Honoring Arlington’s Veterans
Among the plaques that constitute the Arlington County War Memorial at 3140 Wilson Boulevard is one that honors thirteen Arlington County soldiers and sailors who made the ultimate sacrifice while serving in World War I.
An exhibit featuring their stories will be on display in the Central Library lobby this November, in honor of the 100th Anniversary of World War I.
One of those men was John Lyon, son of Arlington developer, newspaper publisher and lawyer Frank Lyon and his wife Georgie Hays Wright Lyon, who was born in Ballston in 1893.
After attending the University of Virginia and Georgetown University, Lyon began his World War I service in May of 1915 by volunteering as a Hospital Corps ambulance driver in France, predating the United States entry into the war by almost two years. After arriving in France, he was assigned to Belgium, where he transported wounded troops from field hospitals to larger facilities further from the battlefields.
After returning to the U.S. in December of 1915, he enlisted in the U.S. Army and was stationed on the Mexican border in Cameron County, Texas for the next six months.
Under the leadership of General John J. Pershing, Lyon was a machine gunner in the 29th Infantry Division as part of the American Expeditionary Force and was deployed to Europe on April 6, 1917, after the United States’ entry into World War I.

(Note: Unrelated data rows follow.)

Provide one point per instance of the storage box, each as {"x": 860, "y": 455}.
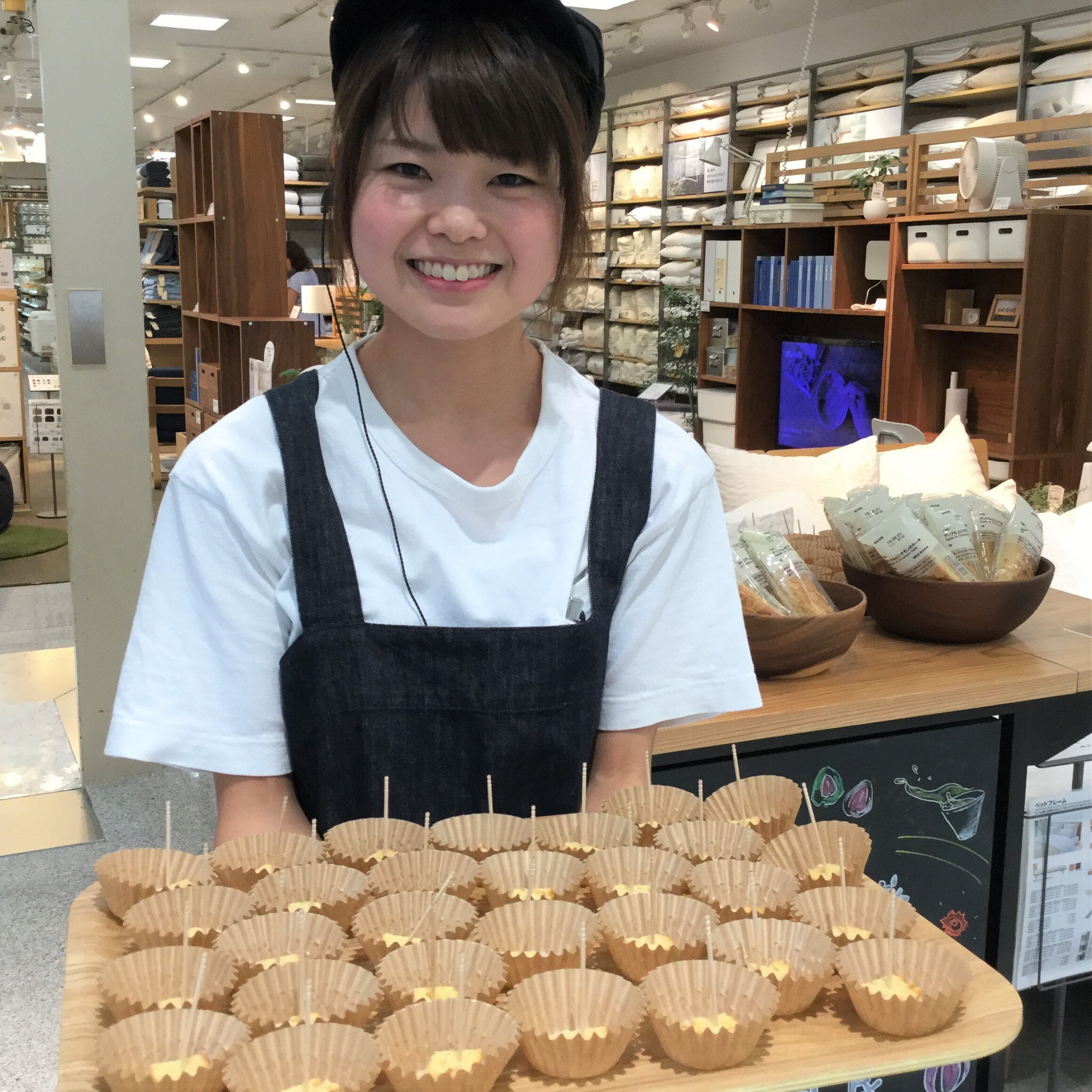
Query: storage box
{"x": 969, "y": 241}
{"x": 927, "y": 243}
{"x": 209, "y": 387}
{"x": 1007, "y": 238}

After returning to France, he was promoted from sergeant to lieutenant of the 166th Infantry of the 29th Division and quickly saw front line duty in the trenches. In September of 1918, the 29th Division became part of the Muese-Argonne Offensive, the final Allied offensive of World War I, which lasted 47 days, claiming 28,000 German and 26,277 American lives.

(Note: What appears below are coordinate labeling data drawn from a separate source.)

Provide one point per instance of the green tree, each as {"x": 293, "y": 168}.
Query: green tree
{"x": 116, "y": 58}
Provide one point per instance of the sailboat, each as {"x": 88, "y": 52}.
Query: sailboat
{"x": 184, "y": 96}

Lieutenant Lyon was a casualty of the Muese-Argonne Offensive on October 15, 1918, giving his own life to attend to a wounded comrade, Major H.L. Opie.
Opie wrote of Lyon’s valor in a letter to the Lyon family:
“Lieutenant Lyon had the guns of his platoon posted in partial shelter on my left, against counter attack. He saw me fall wounded and leaving his guns, ran directly to my assistance in the face of certain death. He was killed by the fire of an enemy machine gun and fell within a few feet of me.”
On April 20, 1920, Lieutenant Lyon was posthumously awarded the distinguished Service Cross, becoming Arlington’s most decorated World War I soldier. Arlington VFW Post 3150 was named after him on November 11, 1934.
The family name remains highly visible in present day Arlington County through Frank Lyon’s many contributions, including his development of the Lyon Park and Lyon Village neighborhoods.
The exhibit also includes biographical information on:
Robert Bruce, Frank Edward Dunkin, Oscar Lloyd Housel, Ralph Lowe, Arthur C. Morgan, Irving Thomas Chapman Newman, Frederick Wallis Schutt, Henry Smallwood, Edward J. Smith, Harry R. Stone, Harry Emory Vermillion, and Archie Walters Williams.
In assembling this exhibit, the Center for Local History librarians would like to acknowledge a very helpful article by Annette Benbow in the Arlington Historical Society Magazine (V15, #2, 2014), which gives a comprehensive description of the thirteen men from Arlington who died in WWI.